CHAPTER THIRTY-SEVEN

Seymour

S eymour’s first sighting of Cnothan is when she sees the donkeys.

From her vantage point out of the carriage window, they look as though they’re wearing coats, which is odd given the air is golden and full of the promise of summer.

Since crossing the Fietherford into Queen Cleves’s territory, she has already passed many hundreds of herds of animals – sheep, cows, wild horses and the occasional centicore, spotted leaping across hilltops, using its goatlike hooves and horns to climb impossible slopes.

But this is the first time Seymour has seen any of them wearing anything manmade.

As they approach, the picture becomes even more confusing.

The donkeys’ coats appear to be full of pockets, and in each pocket sits a lamb.

The sight is so ridiculous that Clarice and Seymour can’t contain their giggles, and the whole convoy comes to a halt as guards, servants and courtiers alike crowd around to inspect the curiosity.

Seymour spots a woman in shepherd’s weeds, her red hair shorn to just below her ears so that it frames her heart-shaped face rather fetchingly.

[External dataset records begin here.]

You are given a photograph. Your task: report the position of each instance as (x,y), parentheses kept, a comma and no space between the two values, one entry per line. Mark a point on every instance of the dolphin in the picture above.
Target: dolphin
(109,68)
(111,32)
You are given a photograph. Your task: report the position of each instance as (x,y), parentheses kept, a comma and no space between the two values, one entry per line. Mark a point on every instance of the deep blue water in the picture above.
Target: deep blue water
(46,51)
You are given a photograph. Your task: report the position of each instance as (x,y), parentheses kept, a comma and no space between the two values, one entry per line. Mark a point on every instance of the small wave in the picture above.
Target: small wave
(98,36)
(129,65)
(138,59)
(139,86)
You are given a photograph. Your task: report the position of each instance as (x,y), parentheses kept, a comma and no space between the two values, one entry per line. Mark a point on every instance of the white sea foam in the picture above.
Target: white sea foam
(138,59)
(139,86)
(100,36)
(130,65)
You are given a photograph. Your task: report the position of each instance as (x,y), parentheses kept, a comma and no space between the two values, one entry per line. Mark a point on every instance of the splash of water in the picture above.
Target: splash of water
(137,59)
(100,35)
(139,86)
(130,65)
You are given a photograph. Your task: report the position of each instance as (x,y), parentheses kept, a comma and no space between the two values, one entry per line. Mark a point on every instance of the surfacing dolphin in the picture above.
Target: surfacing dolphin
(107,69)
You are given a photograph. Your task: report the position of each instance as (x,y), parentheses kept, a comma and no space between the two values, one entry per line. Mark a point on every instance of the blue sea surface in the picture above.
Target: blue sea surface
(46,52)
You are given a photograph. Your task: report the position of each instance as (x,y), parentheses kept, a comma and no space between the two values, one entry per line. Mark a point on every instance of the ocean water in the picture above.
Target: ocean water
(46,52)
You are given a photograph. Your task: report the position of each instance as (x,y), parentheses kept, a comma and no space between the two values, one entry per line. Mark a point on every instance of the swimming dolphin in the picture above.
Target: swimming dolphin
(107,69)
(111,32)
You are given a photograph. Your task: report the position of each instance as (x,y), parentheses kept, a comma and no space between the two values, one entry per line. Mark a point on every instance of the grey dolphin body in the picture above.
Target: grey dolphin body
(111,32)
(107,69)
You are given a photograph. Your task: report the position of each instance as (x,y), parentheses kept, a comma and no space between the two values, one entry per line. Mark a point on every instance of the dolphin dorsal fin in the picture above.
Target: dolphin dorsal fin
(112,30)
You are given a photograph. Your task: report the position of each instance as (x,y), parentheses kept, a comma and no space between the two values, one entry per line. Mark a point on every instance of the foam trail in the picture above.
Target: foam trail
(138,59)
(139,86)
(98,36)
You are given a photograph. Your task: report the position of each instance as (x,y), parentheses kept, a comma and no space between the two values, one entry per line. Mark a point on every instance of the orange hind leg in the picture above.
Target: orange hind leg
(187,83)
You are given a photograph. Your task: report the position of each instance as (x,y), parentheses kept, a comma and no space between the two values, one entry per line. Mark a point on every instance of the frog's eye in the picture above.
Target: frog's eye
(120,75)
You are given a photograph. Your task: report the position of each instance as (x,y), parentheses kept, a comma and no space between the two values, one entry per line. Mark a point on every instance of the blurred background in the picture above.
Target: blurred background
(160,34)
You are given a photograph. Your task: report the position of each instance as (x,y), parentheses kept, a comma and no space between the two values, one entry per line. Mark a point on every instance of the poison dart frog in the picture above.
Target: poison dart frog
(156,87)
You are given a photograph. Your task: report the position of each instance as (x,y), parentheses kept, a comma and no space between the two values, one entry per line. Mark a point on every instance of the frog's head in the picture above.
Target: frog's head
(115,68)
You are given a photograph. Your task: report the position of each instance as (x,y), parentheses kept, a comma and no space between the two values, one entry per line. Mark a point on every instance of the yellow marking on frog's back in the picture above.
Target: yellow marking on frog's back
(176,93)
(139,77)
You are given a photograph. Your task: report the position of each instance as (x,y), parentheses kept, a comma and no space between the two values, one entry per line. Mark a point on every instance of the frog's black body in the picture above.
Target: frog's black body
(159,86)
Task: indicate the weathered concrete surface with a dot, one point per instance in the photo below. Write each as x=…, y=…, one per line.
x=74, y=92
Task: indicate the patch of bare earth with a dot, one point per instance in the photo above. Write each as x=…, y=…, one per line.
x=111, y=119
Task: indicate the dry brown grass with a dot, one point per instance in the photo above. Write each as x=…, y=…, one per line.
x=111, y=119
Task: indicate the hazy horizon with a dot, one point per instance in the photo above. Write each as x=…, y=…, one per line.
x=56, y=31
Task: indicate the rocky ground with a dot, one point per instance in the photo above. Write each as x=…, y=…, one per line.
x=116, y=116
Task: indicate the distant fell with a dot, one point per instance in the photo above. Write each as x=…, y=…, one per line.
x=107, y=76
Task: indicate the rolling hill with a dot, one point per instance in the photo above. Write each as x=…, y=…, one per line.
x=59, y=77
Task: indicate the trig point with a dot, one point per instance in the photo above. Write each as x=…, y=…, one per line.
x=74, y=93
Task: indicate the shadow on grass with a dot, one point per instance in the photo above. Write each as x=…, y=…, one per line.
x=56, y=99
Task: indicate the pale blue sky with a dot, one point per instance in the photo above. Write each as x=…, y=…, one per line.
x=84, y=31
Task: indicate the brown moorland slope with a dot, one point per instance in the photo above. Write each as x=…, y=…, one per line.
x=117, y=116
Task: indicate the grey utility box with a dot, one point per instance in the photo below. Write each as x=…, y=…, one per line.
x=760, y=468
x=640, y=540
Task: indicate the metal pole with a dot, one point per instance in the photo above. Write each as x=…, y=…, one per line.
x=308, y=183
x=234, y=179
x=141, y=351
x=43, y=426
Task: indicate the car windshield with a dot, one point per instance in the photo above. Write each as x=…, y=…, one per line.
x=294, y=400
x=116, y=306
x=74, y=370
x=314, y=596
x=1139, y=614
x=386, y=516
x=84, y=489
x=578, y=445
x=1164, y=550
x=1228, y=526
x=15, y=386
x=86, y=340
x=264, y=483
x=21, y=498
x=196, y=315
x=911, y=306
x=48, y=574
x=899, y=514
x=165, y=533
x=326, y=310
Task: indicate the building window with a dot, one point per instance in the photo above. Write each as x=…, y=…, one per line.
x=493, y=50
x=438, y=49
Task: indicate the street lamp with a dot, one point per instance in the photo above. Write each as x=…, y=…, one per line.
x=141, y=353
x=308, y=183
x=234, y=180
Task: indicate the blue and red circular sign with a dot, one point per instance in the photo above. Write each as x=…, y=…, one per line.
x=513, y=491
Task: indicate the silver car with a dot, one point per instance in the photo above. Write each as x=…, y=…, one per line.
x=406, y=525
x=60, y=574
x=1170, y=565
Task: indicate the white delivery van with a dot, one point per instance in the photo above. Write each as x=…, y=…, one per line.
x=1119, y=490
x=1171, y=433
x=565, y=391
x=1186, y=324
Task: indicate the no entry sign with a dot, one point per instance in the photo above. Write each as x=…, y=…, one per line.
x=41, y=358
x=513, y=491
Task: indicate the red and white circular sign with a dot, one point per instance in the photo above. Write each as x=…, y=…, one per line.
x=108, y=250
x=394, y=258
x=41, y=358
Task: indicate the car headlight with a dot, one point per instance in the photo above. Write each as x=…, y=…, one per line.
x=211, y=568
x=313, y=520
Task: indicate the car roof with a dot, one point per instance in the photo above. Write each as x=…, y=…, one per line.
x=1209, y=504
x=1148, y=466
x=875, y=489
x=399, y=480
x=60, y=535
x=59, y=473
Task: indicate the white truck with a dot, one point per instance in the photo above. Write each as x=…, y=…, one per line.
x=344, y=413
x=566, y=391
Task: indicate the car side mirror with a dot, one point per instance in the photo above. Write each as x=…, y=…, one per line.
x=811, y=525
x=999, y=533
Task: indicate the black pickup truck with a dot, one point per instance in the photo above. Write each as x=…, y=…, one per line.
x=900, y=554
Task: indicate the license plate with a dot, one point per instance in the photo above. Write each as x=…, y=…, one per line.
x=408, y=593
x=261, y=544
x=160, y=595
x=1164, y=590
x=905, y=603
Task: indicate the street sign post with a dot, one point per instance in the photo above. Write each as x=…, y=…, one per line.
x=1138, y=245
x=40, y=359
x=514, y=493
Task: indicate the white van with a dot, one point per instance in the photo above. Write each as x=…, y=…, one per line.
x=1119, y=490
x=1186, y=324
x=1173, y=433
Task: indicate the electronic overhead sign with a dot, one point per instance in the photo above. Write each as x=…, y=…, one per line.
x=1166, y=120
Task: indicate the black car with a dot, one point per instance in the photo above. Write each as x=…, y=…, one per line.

She looks to be around Seymour’s age. Her sleeves are rolled all the way up her arms, revealing tanned muscles that speak of hard labour.

The shepherd is marching across the hill towards them, gesturing wildly.

“You’re going to scare them! Move away! Move away now!” she shouts, in a heavy accent Seymour can’t place.

The courtiers and servants move back, fearing the woman’s ire. She eyes them all, huffing her disappointment.

“What were you thinking? Have you never met a donkey before? Or a newborn creature? You could have damn well near scared them to death.”

Clarice puffs up, and Seymour can tell they’re about to say something awful like Don’t you know who we are? So she steps in front of them, spreading her hands.

“My apologies,” Seymour says. “We’ve never seen anything like it before. What is the purpose of it?”

The shepherd examines her, in a way no one other than the king has dared to since she married him. Her eyes are bright, sharp, warm.

“The lambs lost their mothers to a wolf last night. This way I can bring them to a safer place and keep them comfortable.”

“That’s ingenious,” Seymour says.

They regard each other, a strange, pulsating energy batting between them.

That’s when Seymour sees it – a brooch, a strange stone set in silver, fastened to the shepherd’s shirt.

It glitters, and in the sunlight seems to take on the colours of a bruise, or darkest sunset.

The colours of the bordweal. A sunscína , far smaller than her own.

The silence is broken by a commotion from further down the convoy – Haltrasc’s crate has tipped halfway off its wheels and Haltrasc himself is clamouring to be released.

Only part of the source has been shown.